What began with two priests and less than fifty lay Catholics has outgrown the largest church in North America
The January 22 March for Life — in which about 400,000 or more pro-life individuals walk (usually in the bitter cold) from the National Mall to the Supreme Court Building to show their support for life and opposition to abortion on demand — grabs all the day’s media coverage. Oh, wait. No, it doesn’t. It’s scarcely a blip on their radar. Except for “conservative” and religious media, the March is not seen as newsworthy enough to be worth the cost of the ink to print a paragraph on page 18 in the Local News section.
Washington, DC is home to another event around the same time as the March, one that is huge and inspiring and of even less interest to the mainstream media: the annual Prayer Vigil for Life at the Basilica of the National Shrine of the Immaculate Conception — the largest Roman Catholic church in North America and among the ten largest in the world.
How the Prayer Vigil for Life grew from about 50 people praying all night in the Shrine’s Crypt Church to a televised Mass, with closed circuit TVs throughout both levels of the packed Shrine, and simultaneous “overflow” Masses in various churches and chapels within walking distance to accommodate perhaps 15,000 worshippers that evening alone, is a story worth retelling.
Tonight, you can tune in (or set your recorders) to EWTN at 6:30 PM for the Opening Mass in the Great Upper Church, with Cardinal Seán P. O’Malley, Archbishop of Boston and Chair of the USCCB Committee for Pro-Life Activities as Principal Celebrant and Homilist, and at 7:30 AM on January 22 for the Closing Mass, with the Most Rev.
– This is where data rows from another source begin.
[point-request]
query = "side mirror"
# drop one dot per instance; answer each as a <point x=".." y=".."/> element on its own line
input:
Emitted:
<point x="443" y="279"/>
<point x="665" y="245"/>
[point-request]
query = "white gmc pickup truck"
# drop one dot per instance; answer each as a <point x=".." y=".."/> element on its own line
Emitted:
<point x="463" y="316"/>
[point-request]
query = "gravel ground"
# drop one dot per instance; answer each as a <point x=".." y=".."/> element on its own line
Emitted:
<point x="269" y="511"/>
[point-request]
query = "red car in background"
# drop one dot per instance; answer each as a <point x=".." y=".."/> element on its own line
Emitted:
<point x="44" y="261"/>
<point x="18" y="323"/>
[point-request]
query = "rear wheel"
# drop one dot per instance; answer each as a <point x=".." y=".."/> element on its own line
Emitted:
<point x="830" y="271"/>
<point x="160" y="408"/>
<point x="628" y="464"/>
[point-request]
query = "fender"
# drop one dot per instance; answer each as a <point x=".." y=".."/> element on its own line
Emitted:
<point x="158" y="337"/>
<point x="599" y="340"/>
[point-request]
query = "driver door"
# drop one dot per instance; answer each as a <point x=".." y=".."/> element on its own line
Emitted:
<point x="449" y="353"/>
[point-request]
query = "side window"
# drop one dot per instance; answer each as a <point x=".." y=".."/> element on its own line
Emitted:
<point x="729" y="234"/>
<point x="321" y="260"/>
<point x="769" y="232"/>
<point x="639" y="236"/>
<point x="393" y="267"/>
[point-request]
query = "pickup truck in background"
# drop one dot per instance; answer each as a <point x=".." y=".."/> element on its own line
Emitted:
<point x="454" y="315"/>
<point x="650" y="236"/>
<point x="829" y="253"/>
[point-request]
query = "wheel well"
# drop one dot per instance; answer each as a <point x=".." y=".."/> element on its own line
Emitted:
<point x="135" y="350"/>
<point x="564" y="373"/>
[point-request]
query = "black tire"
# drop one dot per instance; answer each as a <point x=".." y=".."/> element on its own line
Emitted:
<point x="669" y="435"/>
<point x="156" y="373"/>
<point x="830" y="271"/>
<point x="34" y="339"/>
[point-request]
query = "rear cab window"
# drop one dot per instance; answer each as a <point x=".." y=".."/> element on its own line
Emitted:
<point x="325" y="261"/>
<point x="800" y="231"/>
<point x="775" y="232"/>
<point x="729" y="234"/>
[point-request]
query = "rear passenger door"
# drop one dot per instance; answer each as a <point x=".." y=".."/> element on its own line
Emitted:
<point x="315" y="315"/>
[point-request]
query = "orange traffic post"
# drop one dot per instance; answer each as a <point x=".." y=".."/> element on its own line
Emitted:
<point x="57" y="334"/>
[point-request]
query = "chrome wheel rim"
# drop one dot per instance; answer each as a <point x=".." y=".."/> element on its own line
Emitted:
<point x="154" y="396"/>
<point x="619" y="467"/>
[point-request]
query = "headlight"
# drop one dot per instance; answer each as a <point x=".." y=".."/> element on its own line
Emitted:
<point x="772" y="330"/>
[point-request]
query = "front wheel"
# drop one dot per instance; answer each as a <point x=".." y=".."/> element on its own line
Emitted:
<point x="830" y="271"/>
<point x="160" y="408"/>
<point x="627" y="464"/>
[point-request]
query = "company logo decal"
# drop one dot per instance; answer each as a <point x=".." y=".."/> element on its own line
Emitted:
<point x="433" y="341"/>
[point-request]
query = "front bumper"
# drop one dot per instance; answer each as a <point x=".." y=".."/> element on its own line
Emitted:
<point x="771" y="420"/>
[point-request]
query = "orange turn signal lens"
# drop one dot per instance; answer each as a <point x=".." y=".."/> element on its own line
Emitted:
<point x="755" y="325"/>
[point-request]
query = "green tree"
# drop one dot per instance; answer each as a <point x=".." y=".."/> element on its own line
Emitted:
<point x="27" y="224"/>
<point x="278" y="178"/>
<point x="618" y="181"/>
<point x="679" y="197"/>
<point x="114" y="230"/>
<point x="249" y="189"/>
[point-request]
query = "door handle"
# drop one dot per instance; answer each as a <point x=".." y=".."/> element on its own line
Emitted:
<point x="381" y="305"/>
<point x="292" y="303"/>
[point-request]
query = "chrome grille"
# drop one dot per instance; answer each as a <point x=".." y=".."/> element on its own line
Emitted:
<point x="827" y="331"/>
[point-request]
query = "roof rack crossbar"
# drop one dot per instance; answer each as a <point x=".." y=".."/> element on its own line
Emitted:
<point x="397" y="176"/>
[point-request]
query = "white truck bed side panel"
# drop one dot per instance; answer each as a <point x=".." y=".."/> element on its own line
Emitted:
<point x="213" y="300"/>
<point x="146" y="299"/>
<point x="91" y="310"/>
Joseph E. Kurtz, Archbishop of Louisville and President of the USCCB, serving as Principal Celebrant and Homilist.
Be advised, however, that you may not catch a glimpse of Cardinal O’Malley until about the 7 PM mark because he will be preceded in the Procession to the sanctuary by about 500-plus seminarians, lots of deacons, 400-500 priests, about 40-50 bishops and archbishops, the Apostolic Nuncio and 4 or 5 cardinals. But, trust me, you won’t be bored waiting for Mass to begin. The Shrine choir and organist contribute beautifully to the solemnity of the occasion. The faces of pilgrims in the standing-room-only (in every nook, cranny, stairwell and side chapel) crowd are radiant with anticipation and joy to be part of this Mass.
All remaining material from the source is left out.